The Illuminated Nymph

Colour Me Dead - Chapter 1

The Illuminated Nymph (excerpt) 6' 04", silent © 2013

Background

The Illuminated Nymph is the 1st production in the 18-part series of films, animations and prints collectively titled Colour Me Dead. All the productions in this project are based on research which is forming the basis for the in-development book Colour Me Dead: Art, Sex & Psychos.

The Illuminated Nymph is a digital animation based on a selection of 19thC paintings which theatrically employ shafts and beams of light to illuminate the nude. The animation extends the lighting effects from the original paintings so that the depicted nudes become obliterated in a blaze of light. The work is projected onto a circular screen and rendered in sepia tone, creating a voyeuristic fin de sciècle peep-hole in keeping with the scopic thrill of revealing the naked body in a pre-photographic epoch.

All drawing & post-production - Philip Brophy
Commissioned for the Vizard Foundation Contemporary Art Project

2013

Colour Me Dead, Ian Potter Museum of Art, Melbourne (Curated by Bala Starr)

The Illuminated Nymph - No.12 © 2013

Overview

Spotlighting the body is the primary means of fragmenting its whole. The focused light trained on the body describes what it lights—but it also refigures the shape it sees. In highlighting the act of illumination, the secularized nude’s lighting effects and procedures progressively eroticized the body, creating a phantasmal theatrical space for its portrayal and performance. From Neoclassical wet dreams to Mannerist soft porn, the painted nude’s nymphal state was illuminated to tease out the body’s sexual glow. But as that phosphorescent aura became increasingly accepted as the artist’s magical painting of light, the spotlight became more hard-edged. It consequently defined shadow lines as much as lit contours.

While Romanticist painting fell under the midsummer spell of illumination, anatomical dissections of beautiful dead girls imported the same lighting effects, creating their own theatre of glowing flesh. Artistic evocation and clinical description fold into each other toward the end of the nineteenth century, unconsciously blurring sexual voyeurism with scientific observation. In such a merger, Colour Me Dead initiates its tracing of bodily configuration. The nude at this point is no longer the ultimate peak of beautification born of Greek classicism: it is a new life force perceived and registered via clinical parameters. As The Illuminated Nymph, the nude as a reflector of light shifts to being either an emitter or absorber of light. Romanticist and Symbolist nudes bear testament to the dark light she projects from her stellar burn-out into the white nothingness of undifferentiated flesh.
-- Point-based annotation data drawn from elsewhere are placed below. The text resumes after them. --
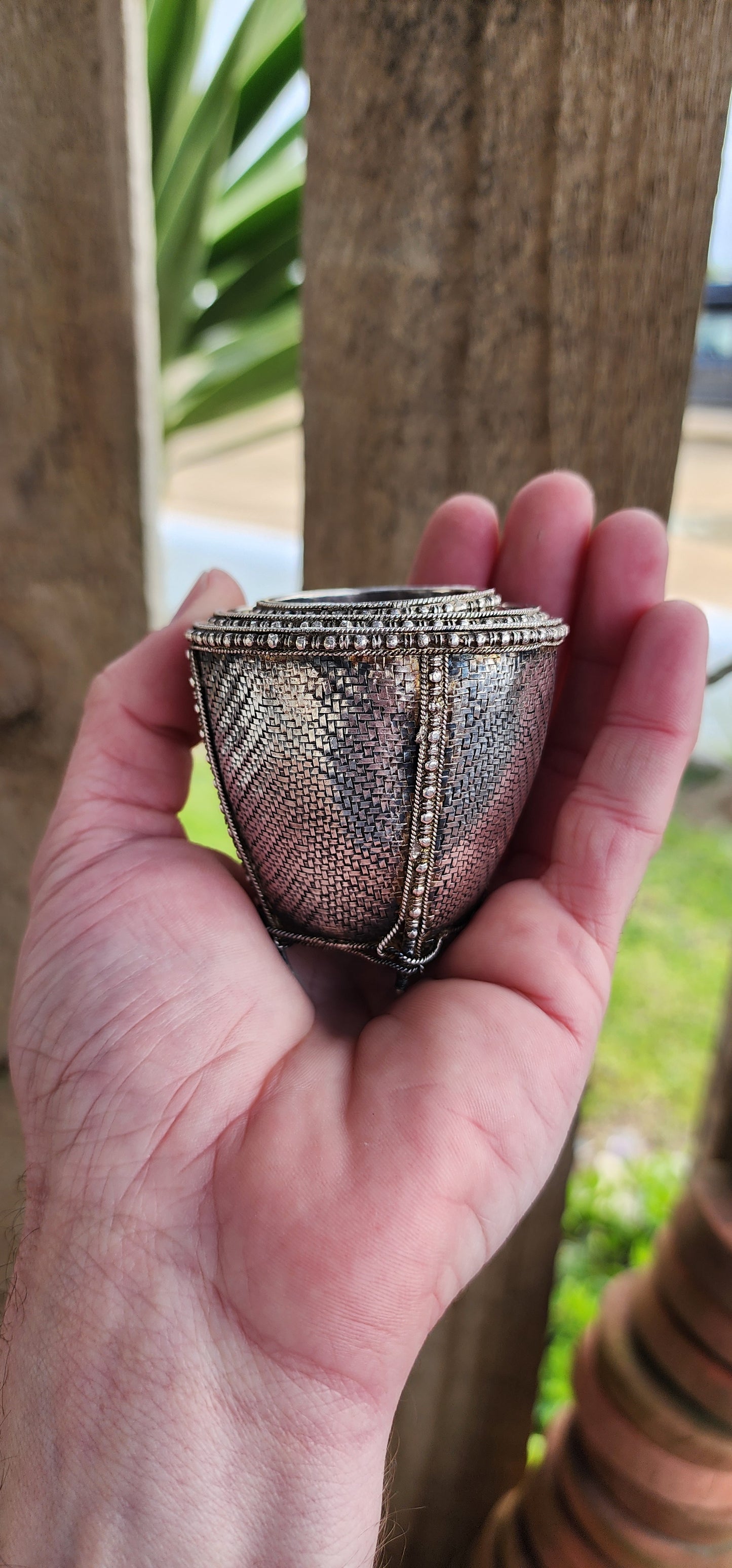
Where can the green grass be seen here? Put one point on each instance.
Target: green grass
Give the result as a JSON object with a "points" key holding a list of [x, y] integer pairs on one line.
{"points": [[612, 1214], [668, 990], [652, 1064]]}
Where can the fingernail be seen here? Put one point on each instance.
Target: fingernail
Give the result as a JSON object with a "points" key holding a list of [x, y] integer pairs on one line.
{"points": [[198, 588]]}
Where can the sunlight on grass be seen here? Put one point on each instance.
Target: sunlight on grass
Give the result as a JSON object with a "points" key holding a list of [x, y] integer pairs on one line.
{"points": [[668, 988], [652, 1064]]}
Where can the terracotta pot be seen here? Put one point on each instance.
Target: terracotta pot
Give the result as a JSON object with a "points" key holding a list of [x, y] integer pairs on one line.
{"points": [[555, 1536], [646, 1399], [703, 1228], [664, 1490], [500, 1545], [613, 1528], [692, 1305], [687, 1363]]}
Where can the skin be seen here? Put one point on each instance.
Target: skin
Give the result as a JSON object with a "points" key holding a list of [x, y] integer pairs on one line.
{"points": [[253, 1189]]}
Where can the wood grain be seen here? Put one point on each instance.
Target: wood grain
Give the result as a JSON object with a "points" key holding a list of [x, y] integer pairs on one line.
{"points": [[71, 468], [505, 237]]}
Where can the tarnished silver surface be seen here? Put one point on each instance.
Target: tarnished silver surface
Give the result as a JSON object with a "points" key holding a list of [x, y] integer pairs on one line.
{"points": [[372, 752]]}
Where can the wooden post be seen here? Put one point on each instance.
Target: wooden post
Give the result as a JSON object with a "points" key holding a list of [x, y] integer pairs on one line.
{"points": [[78, 421], [507, 221]]}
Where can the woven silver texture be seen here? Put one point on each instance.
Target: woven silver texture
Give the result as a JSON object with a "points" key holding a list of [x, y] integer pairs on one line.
{"points": [[372, 752]]}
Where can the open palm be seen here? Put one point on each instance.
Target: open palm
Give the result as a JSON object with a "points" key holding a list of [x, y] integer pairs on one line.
{"points": [[327, 1163]]}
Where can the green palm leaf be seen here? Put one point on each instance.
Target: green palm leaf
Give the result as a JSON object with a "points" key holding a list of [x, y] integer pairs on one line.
{"points": [[257, 364], [228, 239]]}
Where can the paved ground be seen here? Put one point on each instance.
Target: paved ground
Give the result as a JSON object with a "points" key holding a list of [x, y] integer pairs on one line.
{"points": [[262, 485]]}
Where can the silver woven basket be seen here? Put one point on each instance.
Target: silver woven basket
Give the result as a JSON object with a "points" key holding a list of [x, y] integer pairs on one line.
{"points": [[372, 752]]}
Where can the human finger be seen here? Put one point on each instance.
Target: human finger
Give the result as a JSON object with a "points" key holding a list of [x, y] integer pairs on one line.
{"points": [[129, 770], [615, 816], [625, 576], [543, 543], [460, 545]]}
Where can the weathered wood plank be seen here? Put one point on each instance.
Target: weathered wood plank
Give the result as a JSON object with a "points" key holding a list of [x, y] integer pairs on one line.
{"points": [[72, 463], [507, 221], [507, 225]]}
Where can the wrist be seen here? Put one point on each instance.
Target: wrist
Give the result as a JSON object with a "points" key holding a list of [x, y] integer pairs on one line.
{"points": [[143, 1428]]}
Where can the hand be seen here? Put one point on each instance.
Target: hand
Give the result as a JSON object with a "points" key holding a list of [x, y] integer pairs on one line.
{"points": [[251, 1190]]}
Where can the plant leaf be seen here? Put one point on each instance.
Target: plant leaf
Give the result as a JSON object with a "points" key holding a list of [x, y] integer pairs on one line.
{"points": [[259, 364], [264, 197]]}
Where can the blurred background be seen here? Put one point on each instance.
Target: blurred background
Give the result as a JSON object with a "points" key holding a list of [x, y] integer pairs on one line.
{"points": [[229, 157]]}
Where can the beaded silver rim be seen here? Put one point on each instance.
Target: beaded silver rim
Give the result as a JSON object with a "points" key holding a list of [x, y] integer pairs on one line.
{"points": [[375, 624]]}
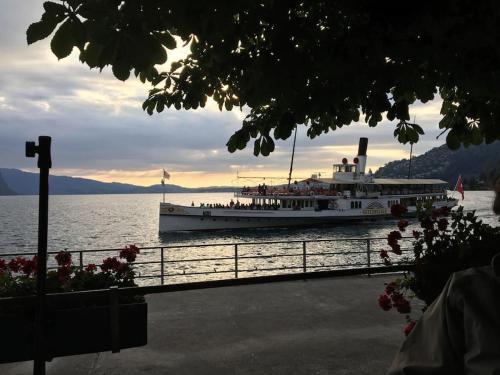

The Illuminated Nymph - No.13 © 2013

Technical

Production

Being the first chapter of the Colour Me Dead project, The Illuminated Nymph articulates the primary means of generating a scopic thrill in a painting: illumination. After centuries of religious painting which ascribed light to either celestial enlightenment or mortal attainment of heavenly consciousness, the Romantic ethos forwarded beams and shafts of light as devices by which mortal man - as 'the artist' - could stage and place the figures of his desire for the purpose of painterly illustration. Countless European paintings from the 17th, 18th and 19th centuries clearly evidence either atelier daylight, candle-lit glow, or theatre gas lamps as ways in which the nude could be bathed in an erotic phosphorescence. The collective unconsciousness of artists across this tim- frame thus contributed to a mode of eroticization whereby the lighting of the nude gradually became a aggressive act, bleaching the nude's body and rendering her severed background as an ever-darkening void.

The animation of 15 key paintings in The Illuminated Nymph (selected from around 70 influential paintings) applies this logic of lighting to disingenuously recreate the original painting - only in order to intensify its lighting effects to obliterate the nude.The result of the exploding/glowing transformation of the nude in each scene of the animation resembles the peeling and melting of flesh: the nude has become a sex mannequin left to melt in the outdoor sunlight. Perversely, this is what the paintings seem to suggest in their attempt to illuminate the nude so brightly that the painting often corrupts itself into a fleshy abstraction of light.

The Illuminated Nymph - No.8 © 2013

Sketches

The backgrounds of all the scenes in the animation are pencil renderings which have been scanned and then sepia-toned. The nude bodies from each painting were then drawn in pencil separately using the same outlining technique in The Lady In The Lake: the pencil outlines indicate dark, mid and light areas of tone, transforming the graduated painterly effects into hard-edged shapes. These pencil diagrams were then scanned, and vector illustrations were produced from the scans using Freehand, tracing the pencil outlines. A sepia-toned colour palette was employed to match the scanned background sketches. The resulting vector image was then utilised as a keyframe for performing a type of digital corruption, whereby the vector shapes of the nude are stretched outward in a set of exploding shards and spikes. The results were then exported as Shockwave files, imported into Flash for checks and re-sizing, then exported as Quicktimes and conformed in Final Cut Pro. There some additional lighting/glow effects were applied.